West Bengal is set to produce `green power' once a 23 mw power plant is set up at the Dhapa garbage dumping ground in east Calcutta.
EDL India private Ltd, a company jointly owned by EDL, Australia and an NRI promoted investment firm Arcee Holdings Ltd, submitted its project report early this week for converting the city's solid waste into electric power, to the West Bengal Industrial Development Corporation and the Calcutta Metropolitan Corporation
The plant's cost is estimated at Rs 230 crore, Rs 10 crore per mw of installed capacity. However, promoters expect a subsidy of Rs 3 crore per mw. The balance will be funded by debt and equity.
The plant will use technology from Australia. It will consume 1,000 tonnes of Calcutta's garbage, working round-the-clock. Power will be purchased by West Bengal State Electricity Board.

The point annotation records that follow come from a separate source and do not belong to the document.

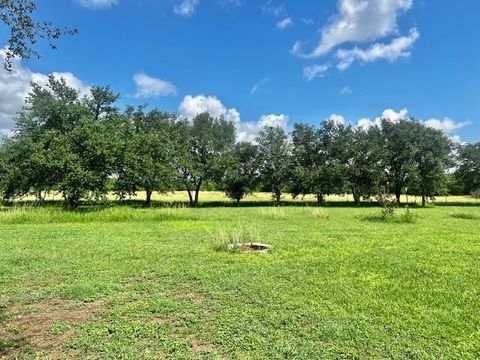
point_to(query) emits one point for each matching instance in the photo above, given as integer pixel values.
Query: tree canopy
(25, 31)
(85, 147)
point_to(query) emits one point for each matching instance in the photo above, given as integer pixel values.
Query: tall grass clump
(464, 216)
(116, 214)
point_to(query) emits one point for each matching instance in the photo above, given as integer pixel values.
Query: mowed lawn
(338, 284)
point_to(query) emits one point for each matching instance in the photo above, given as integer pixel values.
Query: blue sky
(261, 61)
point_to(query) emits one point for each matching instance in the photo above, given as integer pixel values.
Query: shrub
(387, 203)
(319, 214)
(228, 242)
(274, 213)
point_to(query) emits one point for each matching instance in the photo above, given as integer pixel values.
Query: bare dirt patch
(37, 327)
(198, 347)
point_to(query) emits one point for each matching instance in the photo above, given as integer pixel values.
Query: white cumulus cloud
(148, 86)
(248, 131)
(283, 24)
(191, 106)
(360, 21)
(313, 71)
(337, 119)
(97, 4)
(397, 48)
(186, 8)
(446, 124)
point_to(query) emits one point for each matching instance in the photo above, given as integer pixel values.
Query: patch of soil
(201, 348)
(29, 326)
(251, 247)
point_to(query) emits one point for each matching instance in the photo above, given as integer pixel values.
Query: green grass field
(152, 283)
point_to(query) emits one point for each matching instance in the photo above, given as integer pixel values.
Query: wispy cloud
(258, 85)
(148, 87)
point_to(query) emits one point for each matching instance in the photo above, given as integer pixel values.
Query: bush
(465, 216)
(319, 214)
(228, 242)
(387, 203)
(274, 213)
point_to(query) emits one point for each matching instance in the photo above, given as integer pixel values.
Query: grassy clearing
(135, 283)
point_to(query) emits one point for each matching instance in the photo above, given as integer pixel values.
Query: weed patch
(465, 216)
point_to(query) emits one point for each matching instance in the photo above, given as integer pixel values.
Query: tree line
(84, 147)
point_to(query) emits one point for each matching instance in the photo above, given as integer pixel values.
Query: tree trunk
(148, 200)
(197, 193)
(398, 194)
(277, 197)
(356, 198)
(190, 197)
(320, 199)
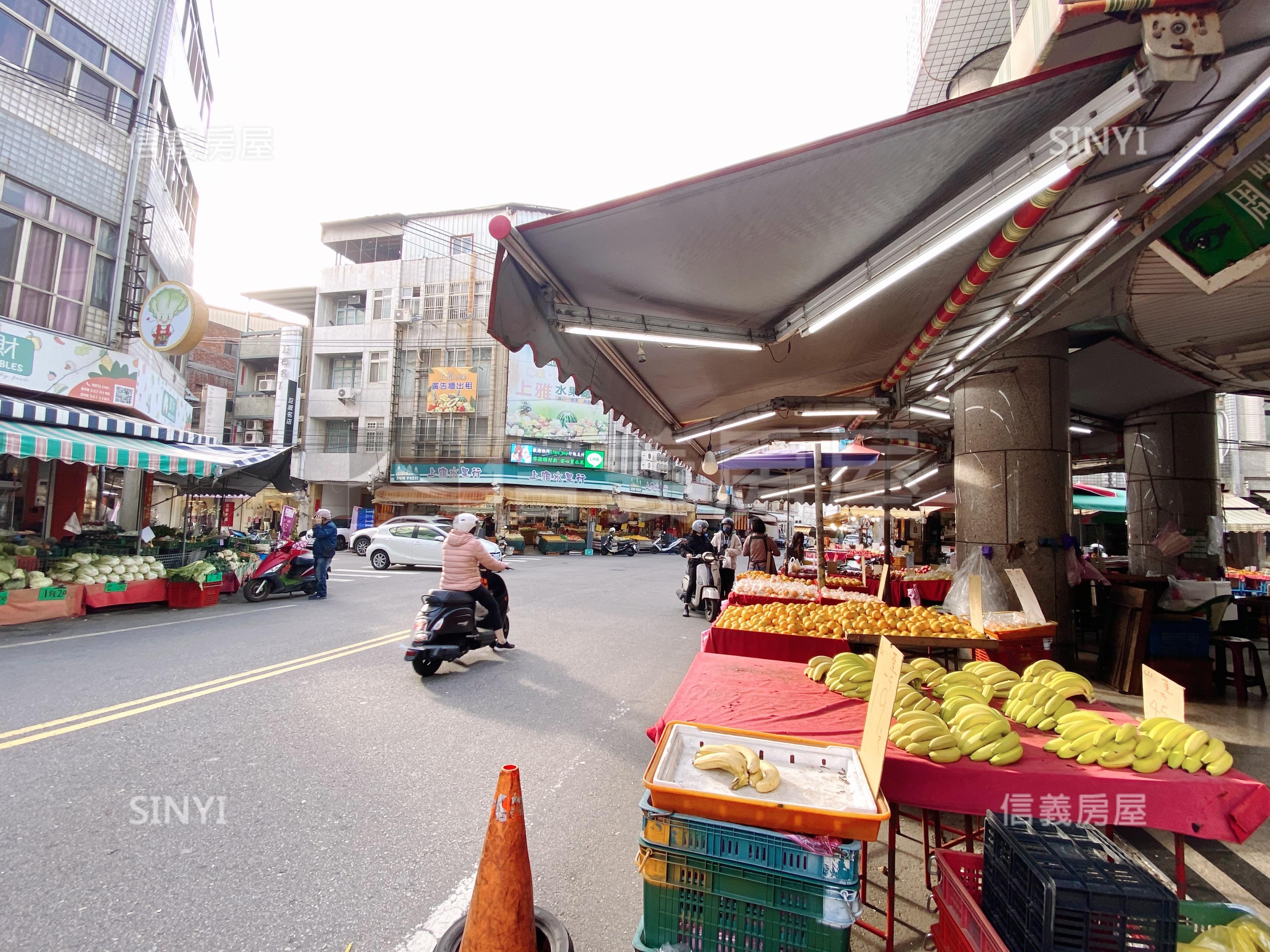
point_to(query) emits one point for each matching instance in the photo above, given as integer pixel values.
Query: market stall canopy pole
(751, 248)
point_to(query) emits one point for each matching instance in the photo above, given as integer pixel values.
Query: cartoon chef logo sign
(173, 319)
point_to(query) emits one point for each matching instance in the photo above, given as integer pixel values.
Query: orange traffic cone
(501, 918)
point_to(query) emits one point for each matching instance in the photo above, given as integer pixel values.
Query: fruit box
(823, 790)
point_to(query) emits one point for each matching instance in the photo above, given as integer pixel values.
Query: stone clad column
(1013, 469)
(1171, 471)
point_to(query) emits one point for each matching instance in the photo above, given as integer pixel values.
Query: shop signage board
(512, 474)
(540, 406)
(533, 455)
(1163, 697)
(173, 319)
(40, 361)
(882, 702)
(451, 390)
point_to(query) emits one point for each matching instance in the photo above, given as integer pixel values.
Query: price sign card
(1027, 597)
(882, 701)
(1163, 697)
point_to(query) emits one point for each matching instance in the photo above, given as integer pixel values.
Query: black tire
(257, 589)
(426, 667)
(553, 936)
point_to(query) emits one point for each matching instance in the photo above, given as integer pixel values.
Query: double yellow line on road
(103, 715)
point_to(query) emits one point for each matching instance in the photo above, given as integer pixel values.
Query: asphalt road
(338, 799)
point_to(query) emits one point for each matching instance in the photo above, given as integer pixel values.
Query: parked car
(412, 544)
(361, 540)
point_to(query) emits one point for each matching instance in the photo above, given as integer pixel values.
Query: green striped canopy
(96, 448)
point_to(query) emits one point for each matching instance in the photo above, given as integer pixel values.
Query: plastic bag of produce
(995, 596)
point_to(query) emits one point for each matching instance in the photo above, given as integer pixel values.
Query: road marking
(191, 692)
(139, 627)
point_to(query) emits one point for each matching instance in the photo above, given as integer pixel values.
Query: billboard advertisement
(539, 406)
(452, 390)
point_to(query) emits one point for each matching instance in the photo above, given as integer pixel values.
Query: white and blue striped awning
(81, 419)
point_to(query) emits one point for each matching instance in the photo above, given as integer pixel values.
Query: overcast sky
(401, 106)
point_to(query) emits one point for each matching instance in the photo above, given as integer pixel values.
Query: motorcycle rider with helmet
(696, 544)
(462, 558)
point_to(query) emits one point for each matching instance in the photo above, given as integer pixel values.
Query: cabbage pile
(85, 569)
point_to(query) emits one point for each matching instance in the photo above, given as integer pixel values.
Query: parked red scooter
(288, 569)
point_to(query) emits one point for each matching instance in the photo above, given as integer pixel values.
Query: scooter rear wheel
(256, 589)
(426, 667)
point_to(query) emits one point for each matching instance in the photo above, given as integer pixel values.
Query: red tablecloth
(135, 593)
(25, 606)
(774, 696)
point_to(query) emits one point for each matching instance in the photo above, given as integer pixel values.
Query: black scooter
(611, 545)
(452, 624)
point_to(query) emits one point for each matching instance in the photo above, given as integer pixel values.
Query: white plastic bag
(995, 596)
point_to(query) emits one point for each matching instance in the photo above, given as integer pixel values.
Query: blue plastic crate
(1179, 639)
(748, 846)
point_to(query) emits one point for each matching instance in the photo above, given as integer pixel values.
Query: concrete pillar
(1171, 471)
(1013, 469)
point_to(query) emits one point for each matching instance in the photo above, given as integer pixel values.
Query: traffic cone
(501, 918)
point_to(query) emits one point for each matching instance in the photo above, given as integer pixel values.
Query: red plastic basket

EDL will take up the project on Build-Own-Operate basis, through a newly formed company which will also include some other local entities.
The Australian firm has quoted for a similar project against a tender floated by the Tamil Nadu government.
The project report was prepared after talks with West Bengal Industrial Development Corporation chairman Somnath Chatterjee, Calcutta Metropolitan Corporation commissioner Asim Barman and the state power minister S K Sen in May 1997.
Earlier the industrial development corporation roped in Biomass System International, California for a similar garbage-to-electricity project and an MoU was signed in December, 1996.
However, the project is yet to take off though the US company had made an ambitious offer to produce daily 175 mw of power from 1500 tonne of garbage.
The state industrial development corporation officials hoped that on they are not disappointed on this occasion.
This project is being posed as the state's only demonstration project that will produce power from garbage and will be entitled to various concession from the Non-Conventional Energy Sources ministry under government's policy to offer concession to one such demonstration project in every state.
Calcutta generates nearly 2,500 tonnes of garbage every day. Of this, 500 tonnes garbage has been committed to Excel Industries Ltd for producing fertiliser. The new plant will utilise another 1,000 tonne.